What Is Epidural Electrical Stimulation?

Epidural electrical stimulation (EES) is a medical technology using a continuous electrical current on the spinal cord to address functional loss after neurological injuries. The goal is to improve motor, sensory, and autonomic functions by delivering electrical impulses through an implanted device. This process enhances communication between the brain and body, offering a new avenue for rehabilitation for those with certain spinal cord damage.

The Mechanism of Action

The principle of EES is not to directly force muscle contraction, but to modulate the excitability of neural networks below the injury level. After a spinal cord injury, many circuits controlling movement become dormant from a lack of brain input. EES delivers a low-voltage electrical current to the dura, the spinal cord’s protective membrane, to “reawaken” these dormant circuits.

This process is like turning up the volume on a radio with a weak signal. The electrical current raises the excitability of neurons in the targeted spinal region, making them more responsive to faint, residual signals from the brain. This allows for voluntary muscle control to be re-established by amplifying disrupted brain signals and directing them to motor function areas.

The stimulation is highly targeted. By placing the electrode array over specific segments of the lumbosacral spinal cord, clinicians can selectively activate different neural circuits. For instance, stimulating certain dorsal roots can facilitate standing and stepping, while different patterns can influence autonomic functions. This specificity allows for a tailored approach to support various movements.

The Implantable System and Procedure

The EES technology is a surgically implanted system with two primary components. The first is an implantable pulse generator (IPG), a small, battery-powered device similar to a cardiac pacemaker that generates electrical pulses. The second is a thin, paddle-shaped electrode array that delivers these pulses to the spinal cord.

The system is installed during a minimally invasive surgery under general anesthesia. A surgeon performs a laminotomy, removing a small piece of bone to access the epidural space. The electrode paddle is then positioned over the dura mater at a location chosen to best influence the desired motor functions.

An insulated wire is then tunneled under the skin from the spine to the abdomen or buttock, where the IPG is placed in a pocket and connected. After implantation, patients and therapists use a handheld remote to communicate with the IPG. This remote controls the stimulation and allows for adjustments to parameters like frequency and intensity for specific activities.
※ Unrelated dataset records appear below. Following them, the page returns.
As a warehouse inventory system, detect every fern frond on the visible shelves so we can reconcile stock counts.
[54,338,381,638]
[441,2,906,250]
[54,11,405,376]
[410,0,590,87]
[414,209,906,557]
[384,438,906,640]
Applications in Spinal Cord Injury

EES is applied to restore a range of functions in patients with spinal cord injuries. A primary goal is recovering voluntary motor control in the lower limbs. With the stimulator active, individuals have regained the ability to perform voluntary movements, such as flexing their hips, knees, and ankles. This progress enables actions like pedaling a stationary bicycle or taking assisted steps.

EES has also shown benefits for trunk stability and core control. This improvement helps patients sit upright without support and stand for longer periods, contributing to greater independence and allowing for more complex movements.

The technology also addresses the recovery of autonomic functions, which are often impacted by spinal cord injuries. EES has led to improvements in:

• Regulation of blood pressure
• Bladder and bowel control
• Sexual function
• Sensory perception in areas that were previously numb

Rehabilitation and Functional Recovery

Functional gains with EES require a rigorous and personalized rehabilitation program. The implanted device does not passively create movement but instead creates a state of readiness in the spinal cord. This readiness allows patients to engage in intensive physical therapy that would otherwise be impossible.

Rehabilitation begins shortly after surgery with a specialized team of physical therapists. They work with the patient to “map” the stimulator’s settings by testing electrode combinations and stimulation parameters. This process identifies the configurations that produce the most effective motor patterns for tasks like standing or stepping and is unique to each individual.

Once optimal settings are identified, the patient undergoes extensive task-specific training with the stimulator turned on. They practice activities like standing, shifting weight, and attempting to walk, often with a body-weight support system. This repetitive training helps the brain and spinal cord re-learn how to work together, strengthening neural connections and improving motor control.

Patient Candidacy and Considerations

Determining a suitable candidate for EES involves evaluation by a multidisciplinary team. The specifics of the spinal cord injury are considered, as the technology has shown promise for both motor complete and incomplete injuries. The injury’s location is also a factor, with procedures often targeting injuries between the C4 and T10 vertebrae. Candidates should be several months post-injury to ensure their condition is stable.

A patient’s overall health is another consideration, as they must have sufficient skeletal and cardiovascular health for intensive rehabilitation. A high level of motivation and psychological readiness is also required. The patient must be able to commit to the demanding, long-term physical therapy regimen to achieve functional gains.

As with any surgery, there are risks, such as infection or issues with the implanted hardware like lead migration. Prospective patients must also consider the significant commitment of time and resources for post-operative rehabilitation. A thorough screening process helps ensure that selected individuals are likely to benefit and are fully aware of the challenges involved.